Former Facebook President Sean Parker has put another $1.25 million 
into the campaign for Proposition 64, the initiative to legalize the 
recreational use of marijuana in California, bringing his total 
contributions to $2.5 million, according to records released Thursday.

The latest donation by the billionaire tech titan was reported to the 
secretary of state by the initiative's campaign committee, 
Californians to Control, Regulate and Tax Adult Use of Marijuana 
While Protecting Children.

If approved by voters Nov. 8, the ballot measure would allow adults 
21 and older to possess, transport and use up to an ounce of cannabis 
for recreational purposes and would allow individuals to grow as many 
as six plants. The measure would also impose a 15% tax on retail 
sales of the drug.

Parker has emerged as the biggest donors to the campaign, which has 
raised $5 million, much of it spent on a petition drive to qualify 
the measure for the ballot.

A controversial figure, Parker left as Facebook's first president in 
2005 after a cocaine-related arrest, though he was not charged with a crime.

The opposition to the measure is led by the Coalition for Responsible 
Drug Policies, which has raised about $125,000 from groups including 
the Assn. of Los Angeles Deputy Sheriffs State PAC and the Los 
Angeles County Professional Peace Officers Assn.

Wayne Johnson, the lead strategist for the campaign against 
Proposition 64, said that supporters including Parker expect to make 
money if the initiative passes, something a Parker representative denied.

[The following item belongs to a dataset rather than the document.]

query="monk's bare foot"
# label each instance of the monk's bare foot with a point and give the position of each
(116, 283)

"Sean Parker didn't make a contribution; he made a business 
investment that he expects to pay off," Johnson said. "And why 
shouldn't it? The initiative practically eliminates his competition 
by decimating the medical marijuana provider network. This is 
strictly a big-business monopoly model that permits a single company 
to control growing, manufacturing and distribution."

Jason Kinney, a spokesman for the pro-legalization campaign, said the 
criticism is misplaced.

Parker "has no investment or interest in the marijuana industry nor 
any plans to enter it," Kinney said. "He's supportive because he is a 
social justice advocate. Like pretty much everything the opposition 
tries to throw at us, this is Jell-O that doesn't stick."

Kinney also disputed that the measure would lead to a monopoly.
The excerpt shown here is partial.